Mosaïques de salines
Nous nous retrouvons au cœur de l'ancien golfe de Saintonge, dont la mer s'est progressivement retirée à partir du Moyen Àge. De part et d'autre de l'étroite route, le soleil fait miroiter la mosaïque des salines exploitées jusque dans les années 1950. Quelques vaches maraîchines, robe café au lait et yeux cernés de khôl, broutent paisiblement. Unique repère dans ce paysage aquarelle : les remparts de la cité fortifiée de Brouage, où l'on entre à bicyclette par la porte nord. Gravés sous la voûte de dix kilomètres direction pierre, des graffitis de navires La Rochelle, une première surgissent d’un autre temps.
Des rues à angles droits bordées de maisons basses à volets gris, une petite école, quelques commerces et une vieille église qui célèbre le souvenir de l'enfant du pays Samuel Champlain, qui fonda la colonie de Québec en 1608. Difficile aujourd'hui d'imaginer que cette citadelle endormie, à 3 kilomètres de la mer, fut à son âge d'or l'un des ports les plus actifs de la côte atlantique. Les 2 kilomètres de fortifications qui l'entourent, ponctués de bastions, d'échauguettes et autres courtines, disent pourtant son glorieux passé. "Au début du XVIIe siècle, Brouage prospérait grâce au commerce de l'or blanc, le sel récolté dans les marais alentour. Elle comptait alors 4500 habitants, contre 120 aujourd'hui et jusqu'à 200 navires marchands, bricks, hourques et autres frégates pouvaient mouiller en même temps le plus profond estuaire qui jouxtait ses remparts", explique l'historienne Léa Verges, en nous entraînant à la découverte des vestiges de la ville royale, désormais délaissée par l'océan. Ici, on découvre les forges, plus tard devenues prison, aux murs couverts de graffitis par des prêtres réfractaires enfermés sous la Révolution ; plus loin, la poudrière de la Brèche et le clos de la Halle aux vivres, où les marins s'approvisionnaient en blé et salaisons ; enfin, l'ancien port souterrain avec ses quais de déchargement, caché au creux des remparts...
Le sentier des polders

Quelques kilomètres plus loin, nous arrimons les vélos devant la ferme de plaisance, tapie au milieu des marais. C’est un des QG de la réserve naturelle de Moëze-Oléron, 6 500 hectares protégés entre terre et mer et une étape privilégiée pour les oiseaux sur la voie de migration Est- Atlantique. Longue-vue sur l’épaule, l’animatrice de la LPO Nathalie Bourret nous accompagne sur le sentier des polders (1,4 km en boucle). Entre les coursives, ces chenaux remplis d’eau de mer à chaque marée, la salicorne déploie un tapis rougeoyant, déjà aux couleurs de l’automne.

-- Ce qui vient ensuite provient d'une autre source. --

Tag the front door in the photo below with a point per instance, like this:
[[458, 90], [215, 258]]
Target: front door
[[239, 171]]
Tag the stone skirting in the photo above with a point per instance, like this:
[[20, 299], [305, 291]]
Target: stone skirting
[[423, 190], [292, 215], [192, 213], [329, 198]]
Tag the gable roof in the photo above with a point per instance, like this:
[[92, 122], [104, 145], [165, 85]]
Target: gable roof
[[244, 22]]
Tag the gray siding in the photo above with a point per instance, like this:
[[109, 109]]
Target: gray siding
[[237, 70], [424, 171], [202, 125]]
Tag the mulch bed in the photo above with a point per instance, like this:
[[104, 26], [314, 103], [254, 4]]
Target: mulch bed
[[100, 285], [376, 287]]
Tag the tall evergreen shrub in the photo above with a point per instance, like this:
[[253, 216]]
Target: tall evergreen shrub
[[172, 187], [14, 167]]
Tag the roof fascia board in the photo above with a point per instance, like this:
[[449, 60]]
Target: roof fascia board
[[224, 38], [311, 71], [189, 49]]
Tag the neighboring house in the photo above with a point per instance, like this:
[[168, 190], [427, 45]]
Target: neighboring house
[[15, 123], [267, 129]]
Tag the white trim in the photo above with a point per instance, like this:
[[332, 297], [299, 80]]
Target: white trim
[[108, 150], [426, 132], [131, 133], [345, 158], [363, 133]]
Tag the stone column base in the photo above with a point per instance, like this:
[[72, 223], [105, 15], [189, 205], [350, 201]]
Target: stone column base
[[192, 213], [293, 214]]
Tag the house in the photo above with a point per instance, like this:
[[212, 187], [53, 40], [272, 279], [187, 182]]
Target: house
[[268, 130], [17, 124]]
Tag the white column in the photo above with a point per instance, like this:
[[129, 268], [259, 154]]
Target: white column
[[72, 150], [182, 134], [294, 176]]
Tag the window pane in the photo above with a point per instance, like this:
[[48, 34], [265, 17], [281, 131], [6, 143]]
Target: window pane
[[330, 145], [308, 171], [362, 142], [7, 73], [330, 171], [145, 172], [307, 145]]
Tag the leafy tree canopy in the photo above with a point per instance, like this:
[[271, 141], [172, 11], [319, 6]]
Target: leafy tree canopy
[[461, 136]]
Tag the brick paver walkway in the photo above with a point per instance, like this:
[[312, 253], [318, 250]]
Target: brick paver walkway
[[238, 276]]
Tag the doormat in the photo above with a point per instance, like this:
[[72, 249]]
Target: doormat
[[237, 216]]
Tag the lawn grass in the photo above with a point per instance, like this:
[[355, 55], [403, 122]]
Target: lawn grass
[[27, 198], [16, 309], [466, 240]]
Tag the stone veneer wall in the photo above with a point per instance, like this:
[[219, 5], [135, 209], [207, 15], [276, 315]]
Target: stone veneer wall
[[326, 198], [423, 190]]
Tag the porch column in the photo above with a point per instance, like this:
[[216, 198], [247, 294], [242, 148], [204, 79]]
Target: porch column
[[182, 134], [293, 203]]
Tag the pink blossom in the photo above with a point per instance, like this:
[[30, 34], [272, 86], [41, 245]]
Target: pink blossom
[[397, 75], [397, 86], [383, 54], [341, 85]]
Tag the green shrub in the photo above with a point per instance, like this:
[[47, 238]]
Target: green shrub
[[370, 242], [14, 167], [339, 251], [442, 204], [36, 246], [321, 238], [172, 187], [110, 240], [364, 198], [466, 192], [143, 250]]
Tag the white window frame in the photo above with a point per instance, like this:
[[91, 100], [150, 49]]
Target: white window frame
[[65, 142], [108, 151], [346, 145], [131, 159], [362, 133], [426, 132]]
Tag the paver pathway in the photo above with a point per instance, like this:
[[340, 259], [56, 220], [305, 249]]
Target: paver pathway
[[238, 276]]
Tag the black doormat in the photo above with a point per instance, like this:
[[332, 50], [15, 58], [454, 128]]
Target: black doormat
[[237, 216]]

Nous sommes aux premières loges pour observer le petit peuple des limicoles, juchés sur leurs longues pattes, qui reviennent chaque fin d’été fouiller de leurs becs courbes la vase des marais et des estrans. Bilan de la balade : des escadrilles de courlis cendrés aux tweets mélodieux, des bécasseaux variables à dos roux, quelques avocettes élégantes avançant à pas de danseuse... Maintenant, cap vers l’océan ! En face du village de Port-des-Barques, la marée basse a découvert la passe aux Bœufs, le cordon de sable d’un kilomètre qui relie le continent à l’île Madame. Une unique piste fait le tour de ce minuscule confetti semé de criques sauvages, de cabanes à carrelets et de petits bois de pins. Retour à l’enfance, parfums de mûres, panoramas sur l’estran et les îles voisines d’Aix et Oléron... En chemin, on s’arrête à la croix de galets, élevée à la mémoire des prêtres réfractaires déportés ici à la Révolution ; on grimpe au fort du XVIIIe siècle, autrefois partie du système de défense de l’arsenal de Rochefort et on découvre la ferme aquacole de l’île, propriété de la famille Mineau depuis trois générations.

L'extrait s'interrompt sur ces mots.